Gregory Zilboorg, visa photo for travel to Brazil, 1941
The Life of Gregory Zilboorg, 1890-1940: Psyche, Psychiatry and Psychoanalysis
and
The Life of Gregory Zilboorg, 1940-1959: Mind, Medicine, and Man
by Caroline Zilboorg
This meticulously researched two-volume biography recounts the life of the charismatic Russian-American psychoanalyst Gregory Zilboorg from his birth as a Jew in Tsarist Russia in 1890 through his death in New York City in 1959. He served as secretary to the Minister of Labour in Kerensky’s revolutionary government and as a young physician just behind the Russian front during World War I before escaping to America in 1919. After requalifying in psychiatry at Columbia University and analysis with Franz Alexander at the Psychoanalytic Institute in Berlin in the late 1920s, he became a prominent psychoanalyst in New York. His patients included wealthy and artistic figures, among them Marshall Field III, George Gershwin, Kay Swift, Moss Hart, Ralph Ingersoll, Lillian Hellman, Thomas Merton and members of the Warburg and de Menil Families as well as inmates at the notorious Sing Sing prison. He joined the Quakers in 1922, but turned increasingly towards traditional Christianity, converting to Catholicism in 1954. His writing includes important histories of psychiatry, for which he is still known, as well as examinations of suicide and the relationship between psychiatry and the law. In his final work he argued that there was no incompatibility between psychoanalysis and religion.

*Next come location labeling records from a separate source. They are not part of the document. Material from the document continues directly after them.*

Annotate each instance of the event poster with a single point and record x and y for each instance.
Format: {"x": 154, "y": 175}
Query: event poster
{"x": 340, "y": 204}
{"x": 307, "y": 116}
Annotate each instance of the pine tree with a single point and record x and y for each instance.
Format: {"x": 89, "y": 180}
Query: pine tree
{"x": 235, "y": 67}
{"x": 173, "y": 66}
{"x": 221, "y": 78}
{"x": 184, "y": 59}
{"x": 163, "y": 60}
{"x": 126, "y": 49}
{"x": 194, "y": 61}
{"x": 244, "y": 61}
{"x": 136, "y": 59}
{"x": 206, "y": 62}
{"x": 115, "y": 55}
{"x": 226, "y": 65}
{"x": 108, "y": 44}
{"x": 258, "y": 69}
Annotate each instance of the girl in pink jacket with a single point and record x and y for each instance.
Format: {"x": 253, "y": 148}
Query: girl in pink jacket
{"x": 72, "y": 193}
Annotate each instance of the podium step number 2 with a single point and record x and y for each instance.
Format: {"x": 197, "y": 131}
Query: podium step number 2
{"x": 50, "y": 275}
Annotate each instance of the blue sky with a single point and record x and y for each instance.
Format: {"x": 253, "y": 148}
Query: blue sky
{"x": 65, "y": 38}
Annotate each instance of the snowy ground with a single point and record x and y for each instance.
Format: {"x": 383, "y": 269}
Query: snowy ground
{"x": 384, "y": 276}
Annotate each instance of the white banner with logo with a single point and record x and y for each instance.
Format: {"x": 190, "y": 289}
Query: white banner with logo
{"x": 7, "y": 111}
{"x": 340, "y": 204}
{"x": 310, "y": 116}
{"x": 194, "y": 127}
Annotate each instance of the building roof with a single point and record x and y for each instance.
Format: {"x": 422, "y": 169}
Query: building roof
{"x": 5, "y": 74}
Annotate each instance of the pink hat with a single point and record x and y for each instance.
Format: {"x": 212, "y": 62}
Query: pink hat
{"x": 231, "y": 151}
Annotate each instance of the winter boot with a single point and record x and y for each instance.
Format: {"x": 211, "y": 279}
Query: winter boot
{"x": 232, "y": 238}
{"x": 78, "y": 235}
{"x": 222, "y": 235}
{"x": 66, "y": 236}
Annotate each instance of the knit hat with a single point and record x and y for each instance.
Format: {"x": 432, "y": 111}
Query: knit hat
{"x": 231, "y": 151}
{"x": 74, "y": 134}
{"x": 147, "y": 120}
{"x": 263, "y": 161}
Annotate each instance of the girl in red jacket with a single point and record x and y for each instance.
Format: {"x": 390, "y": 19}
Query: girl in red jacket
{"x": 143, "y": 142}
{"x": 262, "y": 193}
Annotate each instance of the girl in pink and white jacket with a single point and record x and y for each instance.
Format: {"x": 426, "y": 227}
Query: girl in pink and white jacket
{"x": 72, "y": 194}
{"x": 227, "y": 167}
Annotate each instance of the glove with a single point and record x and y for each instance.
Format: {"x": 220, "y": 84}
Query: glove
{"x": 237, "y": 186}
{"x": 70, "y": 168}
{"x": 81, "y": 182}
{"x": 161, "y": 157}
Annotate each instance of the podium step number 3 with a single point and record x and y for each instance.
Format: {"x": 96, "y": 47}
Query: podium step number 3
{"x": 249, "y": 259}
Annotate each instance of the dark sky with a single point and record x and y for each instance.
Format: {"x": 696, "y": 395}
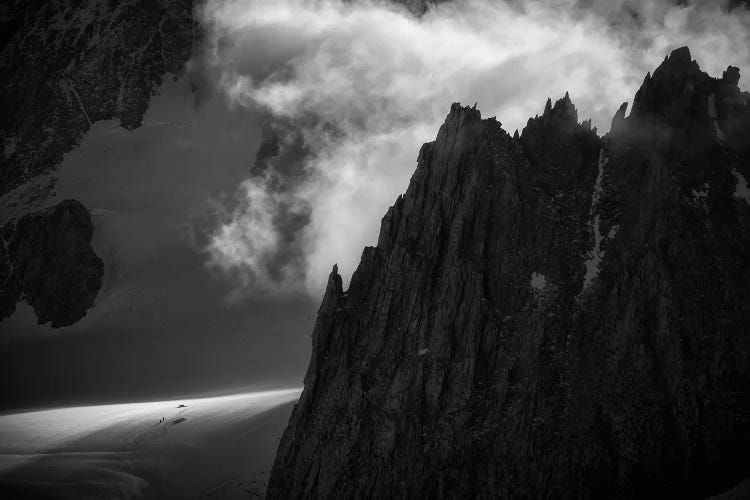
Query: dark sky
{"x": 163, "y": 323}
{"x": 181, "y": 224}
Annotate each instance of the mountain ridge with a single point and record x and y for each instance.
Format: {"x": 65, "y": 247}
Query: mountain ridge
{"x": 540, "y": 317}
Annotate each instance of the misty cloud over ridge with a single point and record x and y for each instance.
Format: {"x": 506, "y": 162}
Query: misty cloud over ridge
{"x": 352, "y": 89}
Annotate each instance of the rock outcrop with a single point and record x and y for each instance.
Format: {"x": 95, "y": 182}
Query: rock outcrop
{"x": 46, "y": 258}
{"x": 66, "y": 65}
{"x": 555, "y": 315}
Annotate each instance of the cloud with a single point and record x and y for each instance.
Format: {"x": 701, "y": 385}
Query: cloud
{"x": 358, "y": 86}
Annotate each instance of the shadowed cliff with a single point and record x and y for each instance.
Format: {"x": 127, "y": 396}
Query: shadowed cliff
{"x": 550, "y": 315}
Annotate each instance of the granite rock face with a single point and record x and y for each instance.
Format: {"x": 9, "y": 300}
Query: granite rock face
{"x": 46, "y": 259}
{"x": 552, "y": 315}
{"x": 67, "y": 64}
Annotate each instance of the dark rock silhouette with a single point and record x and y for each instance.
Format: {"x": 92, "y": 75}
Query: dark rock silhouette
{"x": 549, "y": 316}
{"x": 66, "y": 65}
{"x": 46, "y": 259}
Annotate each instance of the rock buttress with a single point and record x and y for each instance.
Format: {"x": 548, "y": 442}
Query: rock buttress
{"x": 548, "y": 316}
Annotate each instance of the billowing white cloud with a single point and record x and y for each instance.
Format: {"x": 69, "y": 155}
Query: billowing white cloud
{"x": 366, "y": 83}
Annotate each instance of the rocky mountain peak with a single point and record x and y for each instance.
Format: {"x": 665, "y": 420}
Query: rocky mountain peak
{"x": 549, "y": 315}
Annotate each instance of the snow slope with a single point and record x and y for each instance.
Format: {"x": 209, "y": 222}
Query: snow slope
{"x": 220, "y": 447}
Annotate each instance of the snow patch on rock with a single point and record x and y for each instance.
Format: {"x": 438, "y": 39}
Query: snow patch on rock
{"x": 741, "y": 191}
{"x": 538, "y": 281}
{"x": 596, "y": 254}
{"x": 715, "y": 117}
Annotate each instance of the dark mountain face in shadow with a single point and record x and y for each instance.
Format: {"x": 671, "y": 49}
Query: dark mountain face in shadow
{"x": 46, "y": 258}
{"x": 547, "y": 315}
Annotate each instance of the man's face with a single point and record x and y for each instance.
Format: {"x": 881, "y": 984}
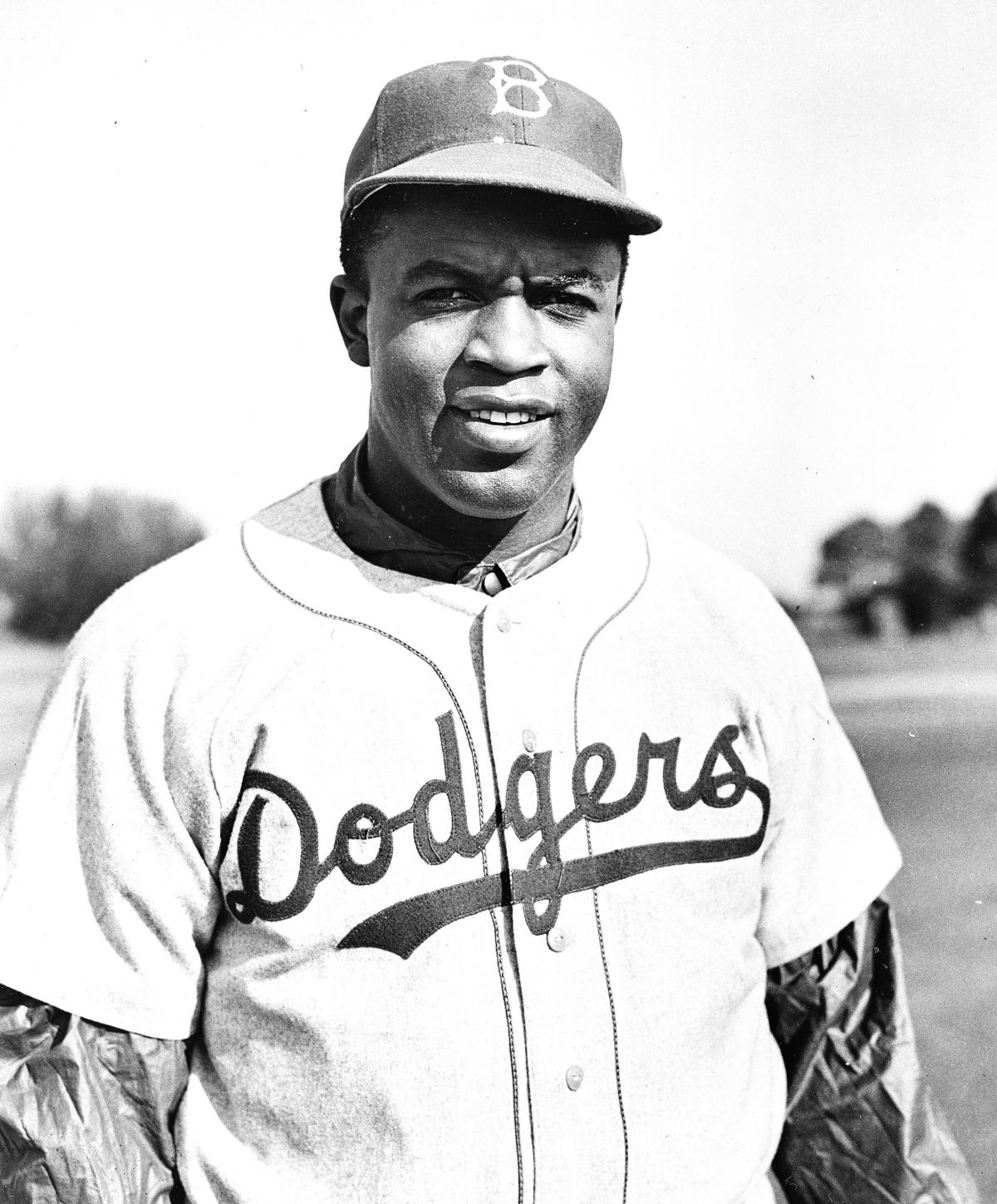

Forthcoming in two volumes from Routlege in the summer of 2021
Me with my half-brother Greg, Bedford, New York, autumn 1948
Hal Babcock (Head of Butler Hospital), me and my father at the train station, Providence, Rhode Island, 20 May 1951
Me now, Brittany, France, 2020
A bit about me:
As Gregory Zilboorg’s daughter and executor, I have had privileged access to family memories, memorabilia, documents, photographs and a library of Zilboorg’s considerable published work. The Zilboorg archives at the Beinecke Library at Yale also contain important material: Extensive personal correspondence there spans Zilboorg’s experience of family, revolution, the Russian and artistic communities in Mexico, and relationship with my mother from their first meeting in 1940. My scholarly work throughout my career-- including editions of letters (between modernist poets H.D. and Richard Aldington), an edition of autobiographical fiction (H.D.’s Bid Me to Live) and a biography (of the historical novelist Mary Renault) as well as a historical novel about H.D., Aldington and their contemporaries (Transgressions: Her Story, His Story, A Love Story, A War Story)-- has focused on contextualising twentieth-century figures. Work on H.D., a patient of Freud’s in the 1930s, brought me into contact with spiritual questing and early psychoanalytic thought, while the theoretical nature of modern literary criticism acquainted me with historical developments in psychoanalysis. The research required by my controversial subject stretched my understanding into the history of medicine and religious searching and allowed me to write an important biographical narrative of as much interest to general readers as to those within the fields of Russian history and literature, the First World War, medical history, psychoanalysis and religion.